453: pyxform relative references (in repeats) improvements #777

lindsay-stevens · 2025-08-28T16:47:14Z

Closes #453

Why is this the best possible solution? Were any other approaches considered?

Details in commit messages but in summary this PR greatly improves test coverage for relative references calculation, and refactors the existing function responsible for the core part of that calculation to be much clearer as to what it is doing. It's not necessarily doing the right thing but at least it's a lot easier to read and the behaviour is consistent with the old function. So one of the goals in this PR is to hopefully get a clearer idea of what pyxform should be doing exactly in regards to relative references, which may allow further simplifications.

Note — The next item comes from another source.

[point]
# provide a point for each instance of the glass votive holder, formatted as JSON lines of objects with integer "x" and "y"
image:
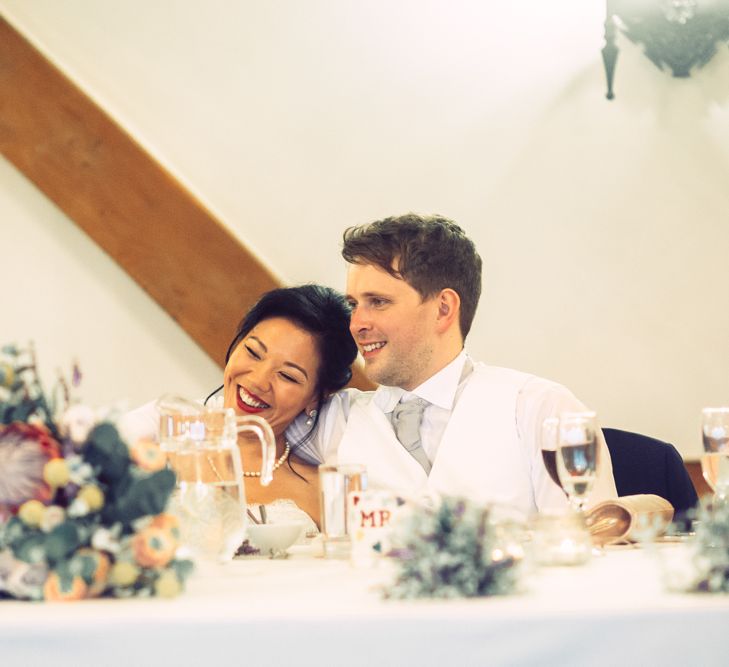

The new function uses existing and improved object hierarchy traversal functions to find the lowest common ancestor repeat (or other relevant ancestors) instead of the old approach of splitting XPath strings then looking up the objects. A large range of a/symmetrical nesting topologies are also now able to work per e6f5d4a, among which is the case in #453.

To keep the tests simple as possible at this stage, they are written as unit tests i.e. PyxformTestCase may activate other code paths that would further confuse matters, like the application of current() to the generated relative path. But to ensure that the tests are still doing something relevant, the tests optionally run the generated Survey through ODK Validate. And to make that easier in general, there's now an envar for running validate against all PyxformTestCase tests, and that flag is also used to check these unit tests with Validate, and a GitHub actions job is added to run that check for PRs.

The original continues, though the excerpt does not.